Postiz versions 2.16.6 through 2.21.6 contain a Time‑of‑Check-to‑Time‑of‑Use flaw in the isSafePublicHttpsUrl() routine. The function first resolves a domain to an IP address for validation, but later fetch() calls independently resolve DNS again. This gap allows an attacker who controls a DNS server to redirect requests during the window between the check and the use, making the application reach internal network addresses through DNS rebinding. The result is that an external adversary can force the server to make requests to protected internal resources, potentially exposing sensitive data or enabling further lateral movement. The weakness maps to CWE‑918: Server‑Side Request Forgery.

GitroomHQ Postiz‑app is affected from version 2.16.6 up to, but not including, version 2.21.7. Any deployment of those releases in an environment where untrusted DNS responses can be injected is vulnerable. Version 2.21.7 and subsequent releases include a patch that removes the TOCTOU gap.

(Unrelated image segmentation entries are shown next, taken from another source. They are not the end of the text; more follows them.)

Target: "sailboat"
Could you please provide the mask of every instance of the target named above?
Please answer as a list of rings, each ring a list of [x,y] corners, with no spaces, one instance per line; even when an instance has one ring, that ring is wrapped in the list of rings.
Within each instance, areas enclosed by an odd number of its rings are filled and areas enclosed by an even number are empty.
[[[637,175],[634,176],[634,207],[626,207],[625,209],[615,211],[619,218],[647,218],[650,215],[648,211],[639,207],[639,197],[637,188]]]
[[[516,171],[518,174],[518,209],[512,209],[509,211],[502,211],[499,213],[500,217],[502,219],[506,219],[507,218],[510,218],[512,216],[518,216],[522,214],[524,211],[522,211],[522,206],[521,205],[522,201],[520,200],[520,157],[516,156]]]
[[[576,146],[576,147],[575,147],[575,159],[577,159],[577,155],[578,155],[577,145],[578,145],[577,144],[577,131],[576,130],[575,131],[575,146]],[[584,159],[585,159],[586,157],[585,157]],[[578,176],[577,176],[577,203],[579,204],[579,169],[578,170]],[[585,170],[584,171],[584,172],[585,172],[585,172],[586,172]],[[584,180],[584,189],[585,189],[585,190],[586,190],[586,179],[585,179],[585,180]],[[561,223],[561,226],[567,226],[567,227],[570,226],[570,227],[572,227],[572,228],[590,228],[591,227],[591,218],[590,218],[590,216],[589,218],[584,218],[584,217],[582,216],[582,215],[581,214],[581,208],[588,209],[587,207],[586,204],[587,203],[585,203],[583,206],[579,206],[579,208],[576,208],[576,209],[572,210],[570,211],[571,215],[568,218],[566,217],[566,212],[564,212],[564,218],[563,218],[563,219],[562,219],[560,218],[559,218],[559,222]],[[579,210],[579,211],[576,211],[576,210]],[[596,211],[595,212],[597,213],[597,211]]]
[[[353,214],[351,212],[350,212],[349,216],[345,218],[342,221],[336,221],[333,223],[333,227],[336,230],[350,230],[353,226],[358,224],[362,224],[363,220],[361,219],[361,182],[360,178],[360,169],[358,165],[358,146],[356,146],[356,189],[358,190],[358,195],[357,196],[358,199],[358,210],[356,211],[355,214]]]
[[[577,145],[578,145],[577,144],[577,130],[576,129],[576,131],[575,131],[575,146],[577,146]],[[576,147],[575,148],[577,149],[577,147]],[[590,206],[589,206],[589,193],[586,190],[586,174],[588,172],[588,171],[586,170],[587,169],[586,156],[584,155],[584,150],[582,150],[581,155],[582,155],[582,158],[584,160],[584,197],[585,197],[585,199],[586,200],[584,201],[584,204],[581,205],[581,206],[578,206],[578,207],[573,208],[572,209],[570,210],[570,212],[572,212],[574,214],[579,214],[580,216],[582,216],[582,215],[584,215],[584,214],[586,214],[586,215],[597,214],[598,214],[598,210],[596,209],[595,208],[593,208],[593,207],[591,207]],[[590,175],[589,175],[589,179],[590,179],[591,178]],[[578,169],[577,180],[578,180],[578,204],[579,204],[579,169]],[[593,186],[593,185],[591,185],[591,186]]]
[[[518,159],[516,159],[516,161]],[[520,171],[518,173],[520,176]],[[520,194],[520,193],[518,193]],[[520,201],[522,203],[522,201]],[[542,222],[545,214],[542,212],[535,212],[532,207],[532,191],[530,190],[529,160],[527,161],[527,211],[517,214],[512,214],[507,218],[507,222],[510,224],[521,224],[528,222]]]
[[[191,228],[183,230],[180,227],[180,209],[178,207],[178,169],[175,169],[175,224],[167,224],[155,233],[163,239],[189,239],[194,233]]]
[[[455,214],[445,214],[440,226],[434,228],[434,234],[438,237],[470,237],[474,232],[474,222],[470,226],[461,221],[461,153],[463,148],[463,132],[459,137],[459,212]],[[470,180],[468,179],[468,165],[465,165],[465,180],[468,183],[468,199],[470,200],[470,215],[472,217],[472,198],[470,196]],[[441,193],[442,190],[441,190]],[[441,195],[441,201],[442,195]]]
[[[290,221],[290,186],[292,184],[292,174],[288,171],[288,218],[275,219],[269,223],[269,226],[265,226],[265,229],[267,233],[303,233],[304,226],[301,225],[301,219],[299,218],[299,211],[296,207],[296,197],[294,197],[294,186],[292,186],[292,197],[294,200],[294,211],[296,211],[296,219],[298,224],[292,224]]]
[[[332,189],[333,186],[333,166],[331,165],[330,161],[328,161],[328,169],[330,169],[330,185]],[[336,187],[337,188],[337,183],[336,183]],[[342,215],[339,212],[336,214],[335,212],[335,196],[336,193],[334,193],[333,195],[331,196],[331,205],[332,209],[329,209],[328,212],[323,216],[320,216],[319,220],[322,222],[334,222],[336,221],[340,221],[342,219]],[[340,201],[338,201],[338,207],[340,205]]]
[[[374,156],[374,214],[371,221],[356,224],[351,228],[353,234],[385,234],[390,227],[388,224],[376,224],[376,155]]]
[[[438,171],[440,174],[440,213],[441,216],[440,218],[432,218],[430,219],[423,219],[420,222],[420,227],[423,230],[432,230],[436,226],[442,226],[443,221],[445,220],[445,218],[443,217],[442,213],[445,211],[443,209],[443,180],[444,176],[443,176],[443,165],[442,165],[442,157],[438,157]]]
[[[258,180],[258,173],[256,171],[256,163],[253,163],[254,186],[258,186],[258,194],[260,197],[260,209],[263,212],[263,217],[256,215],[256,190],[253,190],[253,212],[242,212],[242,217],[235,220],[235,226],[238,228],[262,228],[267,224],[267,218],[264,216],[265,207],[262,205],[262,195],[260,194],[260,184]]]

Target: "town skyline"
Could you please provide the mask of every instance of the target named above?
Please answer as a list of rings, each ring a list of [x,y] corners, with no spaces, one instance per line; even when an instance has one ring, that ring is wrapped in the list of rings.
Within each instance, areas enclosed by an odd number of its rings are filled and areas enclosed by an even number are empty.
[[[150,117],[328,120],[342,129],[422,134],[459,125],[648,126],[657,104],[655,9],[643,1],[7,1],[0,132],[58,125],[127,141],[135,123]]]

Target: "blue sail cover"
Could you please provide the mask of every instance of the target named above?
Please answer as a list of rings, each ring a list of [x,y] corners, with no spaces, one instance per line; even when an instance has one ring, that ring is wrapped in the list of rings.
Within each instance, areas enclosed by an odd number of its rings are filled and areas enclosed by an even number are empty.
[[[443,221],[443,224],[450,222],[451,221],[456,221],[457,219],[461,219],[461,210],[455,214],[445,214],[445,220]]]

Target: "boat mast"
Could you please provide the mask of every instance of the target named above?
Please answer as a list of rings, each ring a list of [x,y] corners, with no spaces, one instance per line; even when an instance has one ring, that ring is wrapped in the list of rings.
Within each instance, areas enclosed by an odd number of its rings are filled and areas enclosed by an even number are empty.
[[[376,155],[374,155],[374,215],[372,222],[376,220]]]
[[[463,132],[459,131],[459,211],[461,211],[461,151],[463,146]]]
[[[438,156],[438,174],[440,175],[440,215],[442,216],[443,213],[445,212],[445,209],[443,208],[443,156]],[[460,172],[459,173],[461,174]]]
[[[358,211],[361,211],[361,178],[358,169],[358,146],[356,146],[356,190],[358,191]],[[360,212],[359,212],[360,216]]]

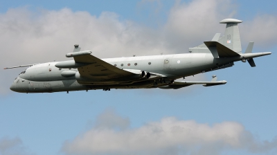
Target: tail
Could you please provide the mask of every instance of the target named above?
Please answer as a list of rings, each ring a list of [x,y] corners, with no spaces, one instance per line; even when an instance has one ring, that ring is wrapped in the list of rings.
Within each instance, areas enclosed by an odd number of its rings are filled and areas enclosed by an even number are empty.
[[[225,33],[219,39],[218,42],[238,54],[242,53],[242,45],[238,24],[242,22],[235,19],[225,19],[220,22],[226,24],[226,26]]]

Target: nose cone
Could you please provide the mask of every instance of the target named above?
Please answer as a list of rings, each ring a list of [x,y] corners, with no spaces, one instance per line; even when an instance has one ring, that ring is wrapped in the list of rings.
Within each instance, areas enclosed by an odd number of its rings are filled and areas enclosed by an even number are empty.
[[[11,85],[10,87],[10,89],[12,90],[12,91],[13,91],[17,92],[17,86],[15,86],[15,82],[13,82],[13,83],[12,84],[12,85]]]

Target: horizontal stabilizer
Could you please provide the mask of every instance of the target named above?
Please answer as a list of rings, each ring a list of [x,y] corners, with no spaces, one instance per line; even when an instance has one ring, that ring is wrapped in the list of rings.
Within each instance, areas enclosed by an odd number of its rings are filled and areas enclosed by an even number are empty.
[[[213,37],[212,41],[218,42],[220,37],[220,33],[216,33]]]
[[[210,41],[210,42],[204,42],[206,46],[207,46],[208,48],[211,51],[213,55],[215,58],[219,57],[235,57],[235,56],[240,56],[238,53],[232,51],[231,49],[229,48],[228,47],[222,45],[222,44],[215,42],[215,41]],[[218,57],[216,57],[217,54]]]
[[[247,48],[245,51],[244,53],[251,53],[253,45],[254,45],[254,42],[249,42],[249,44],[248,44]]]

The CVSS score of 6.5 indicates a medium severity issue. While the EPSS metric is not available, the vulnerability is not recorded in the CISA KEV catalog. Likely attack vectors involve an attacker who can influence the DNS resolution for URLs processed by the application, such as by hosting a malicious domain or exploiting a misconfigured DNS resolver. Because the flaw relies on DNS rebinding, an exploit requires control over DNS responses rather than direct access to the target system. The attack bypasses all SSRF‑related URL validation paths in the affected releases, enabling unauthorized internal network access.